Да, все эти истории прошлого помогают мне избавиться от настоящего. Я бегу от него, — может, из трусости, согласна, — мне наплевать, как расценивают окружающие мой выбор. Однако на сей раз забыться мне не удалось, в ушах звучали слова «если вам укрепят орбиту», и горечь моя превращалась в смертельный яд. Неужто это и вправду так просто, как она сказала? У меня явилось весьма угнетающее впечатление, что я способна только на одно — копить этот яд в себе, без всякой пользы для кого бы то ни было.
Сумерки и конец рабочего дня внезапно застигли меня погруженной в совершенно нелепые, идиотские мечты.
— Мы закрываем, мадемуазель.
Я вернула книги, чувствуя на себе ее внимательный взгляд. Она наклонилась над стойкой, придерживая рукой спадающие на глаза волосы: «Скажите мне, что вы разыскиваете в этих документах?»
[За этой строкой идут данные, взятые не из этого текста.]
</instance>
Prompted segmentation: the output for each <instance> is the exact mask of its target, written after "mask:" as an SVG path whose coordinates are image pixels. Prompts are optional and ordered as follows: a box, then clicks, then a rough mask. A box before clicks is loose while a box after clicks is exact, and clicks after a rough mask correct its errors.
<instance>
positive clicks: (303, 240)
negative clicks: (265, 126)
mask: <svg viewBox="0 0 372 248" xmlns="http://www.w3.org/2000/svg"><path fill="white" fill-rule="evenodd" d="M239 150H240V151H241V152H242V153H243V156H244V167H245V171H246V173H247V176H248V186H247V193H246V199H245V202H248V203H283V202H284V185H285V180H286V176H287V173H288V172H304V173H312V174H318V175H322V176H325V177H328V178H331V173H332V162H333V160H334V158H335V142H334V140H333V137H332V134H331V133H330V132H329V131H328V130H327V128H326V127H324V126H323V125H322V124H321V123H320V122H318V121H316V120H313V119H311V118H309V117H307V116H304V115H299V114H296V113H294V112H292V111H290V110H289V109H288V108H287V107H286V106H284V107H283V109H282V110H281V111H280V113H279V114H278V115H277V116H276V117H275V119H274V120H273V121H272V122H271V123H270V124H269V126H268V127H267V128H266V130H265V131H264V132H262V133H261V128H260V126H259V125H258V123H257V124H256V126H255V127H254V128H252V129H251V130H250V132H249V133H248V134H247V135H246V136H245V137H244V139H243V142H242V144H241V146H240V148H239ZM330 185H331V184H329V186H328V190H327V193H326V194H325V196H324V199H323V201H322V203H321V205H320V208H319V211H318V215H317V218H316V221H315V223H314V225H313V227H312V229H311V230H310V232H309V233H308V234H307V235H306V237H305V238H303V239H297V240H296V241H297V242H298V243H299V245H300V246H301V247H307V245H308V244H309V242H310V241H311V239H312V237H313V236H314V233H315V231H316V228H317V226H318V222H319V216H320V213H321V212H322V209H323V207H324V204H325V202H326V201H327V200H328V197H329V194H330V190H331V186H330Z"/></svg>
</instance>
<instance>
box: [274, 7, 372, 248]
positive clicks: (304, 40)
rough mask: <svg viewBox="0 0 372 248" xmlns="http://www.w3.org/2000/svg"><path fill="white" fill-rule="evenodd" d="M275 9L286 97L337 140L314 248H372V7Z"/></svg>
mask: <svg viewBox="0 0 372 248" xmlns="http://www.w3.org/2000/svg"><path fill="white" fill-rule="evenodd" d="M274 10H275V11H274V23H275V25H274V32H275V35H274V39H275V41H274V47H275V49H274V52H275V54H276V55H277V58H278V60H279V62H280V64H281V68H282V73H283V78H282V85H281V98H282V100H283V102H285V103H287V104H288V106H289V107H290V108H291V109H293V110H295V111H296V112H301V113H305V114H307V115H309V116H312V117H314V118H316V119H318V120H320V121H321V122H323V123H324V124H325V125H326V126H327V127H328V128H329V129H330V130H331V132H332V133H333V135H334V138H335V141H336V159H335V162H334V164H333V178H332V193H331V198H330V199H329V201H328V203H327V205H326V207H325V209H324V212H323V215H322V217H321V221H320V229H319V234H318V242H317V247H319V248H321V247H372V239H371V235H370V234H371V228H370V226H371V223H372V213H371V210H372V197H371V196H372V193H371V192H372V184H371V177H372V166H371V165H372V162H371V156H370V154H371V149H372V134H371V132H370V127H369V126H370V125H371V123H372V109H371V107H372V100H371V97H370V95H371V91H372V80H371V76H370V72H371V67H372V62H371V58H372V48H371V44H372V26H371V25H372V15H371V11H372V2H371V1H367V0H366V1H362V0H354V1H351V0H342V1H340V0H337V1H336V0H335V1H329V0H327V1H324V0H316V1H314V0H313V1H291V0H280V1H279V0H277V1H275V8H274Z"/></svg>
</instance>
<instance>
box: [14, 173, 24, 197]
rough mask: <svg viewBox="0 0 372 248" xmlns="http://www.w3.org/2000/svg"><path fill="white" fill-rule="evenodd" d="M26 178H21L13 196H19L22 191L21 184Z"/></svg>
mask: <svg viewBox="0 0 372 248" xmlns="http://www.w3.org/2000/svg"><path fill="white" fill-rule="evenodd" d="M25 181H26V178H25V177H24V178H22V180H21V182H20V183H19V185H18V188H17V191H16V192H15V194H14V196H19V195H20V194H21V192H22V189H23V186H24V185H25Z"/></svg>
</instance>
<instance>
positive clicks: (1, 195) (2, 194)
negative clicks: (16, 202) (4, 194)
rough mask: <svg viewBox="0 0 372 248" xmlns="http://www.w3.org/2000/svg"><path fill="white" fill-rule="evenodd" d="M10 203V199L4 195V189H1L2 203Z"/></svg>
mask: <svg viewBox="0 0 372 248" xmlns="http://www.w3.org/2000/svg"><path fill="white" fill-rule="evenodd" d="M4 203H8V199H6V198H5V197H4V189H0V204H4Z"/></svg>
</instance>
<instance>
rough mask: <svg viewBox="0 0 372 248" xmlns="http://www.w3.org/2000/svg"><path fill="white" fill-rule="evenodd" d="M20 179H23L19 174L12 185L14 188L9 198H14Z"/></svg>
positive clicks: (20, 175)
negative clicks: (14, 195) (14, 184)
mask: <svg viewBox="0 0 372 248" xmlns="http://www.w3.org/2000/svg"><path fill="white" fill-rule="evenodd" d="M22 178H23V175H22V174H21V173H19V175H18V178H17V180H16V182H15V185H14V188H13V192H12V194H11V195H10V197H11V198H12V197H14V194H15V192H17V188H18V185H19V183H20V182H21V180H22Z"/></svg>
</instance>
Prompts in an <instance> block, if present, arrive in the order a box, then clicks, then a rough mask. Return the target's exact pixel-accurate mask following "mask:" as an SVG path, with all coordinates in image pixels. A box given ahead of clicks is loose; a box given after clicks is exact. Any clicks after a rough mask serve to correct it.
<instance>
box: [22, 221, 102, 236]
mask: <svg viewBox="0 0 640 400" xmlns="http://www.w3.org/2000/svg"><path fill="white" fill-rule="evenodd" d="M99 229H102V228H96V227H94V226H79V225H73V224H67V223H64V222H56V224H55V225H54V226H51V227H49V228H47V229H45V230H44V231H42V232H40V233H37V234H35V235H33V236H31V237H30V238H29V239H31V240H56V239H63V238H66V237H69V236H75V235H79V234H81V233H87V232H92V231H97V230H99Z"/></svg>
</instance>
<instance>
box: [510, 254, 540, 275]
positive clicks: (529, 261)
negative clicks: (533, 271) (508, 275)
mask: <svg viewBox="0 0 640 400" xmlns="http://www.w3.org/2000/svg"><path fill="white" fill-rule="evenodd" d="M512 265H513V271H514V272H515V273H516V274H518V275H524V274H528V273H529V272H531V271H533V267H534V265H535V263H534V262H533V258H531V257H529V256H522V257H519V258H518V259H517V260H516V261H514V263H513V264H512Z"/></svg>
Я объяснила. Интерес ее ко мне явно усилился, — видно, она задумалась над тем, как влияет уродливое лицо на душу перед тем, как душа возвращает лицу этот удар. Далеко ли я продвинулась в своей работе? — спросила она. Я показала ей исписанные листки.
— Дайте мне почитать.
Не очень-то мне хотелось отдавать их в чужие руки. Именно в этот миг я и осознала, насколько прочно замкнулась в жизни Изабель; эта жизнь паутиной ткалась вокруг меня, питала, восстанавливала, поддерживала. Так мне, по крайней мере, казалось.
Неохотно протянула я ей мои записки. Я еще не готова была расстаться с ними. И, едва отдав, уже горела желанием получить назад. Так убивают старика, не дождавшись его согласия возродиться в ином воплощении… Я совсем уж было собралась взять их у нее обратно, как она пригласила меня к себе назавтра, на ужин.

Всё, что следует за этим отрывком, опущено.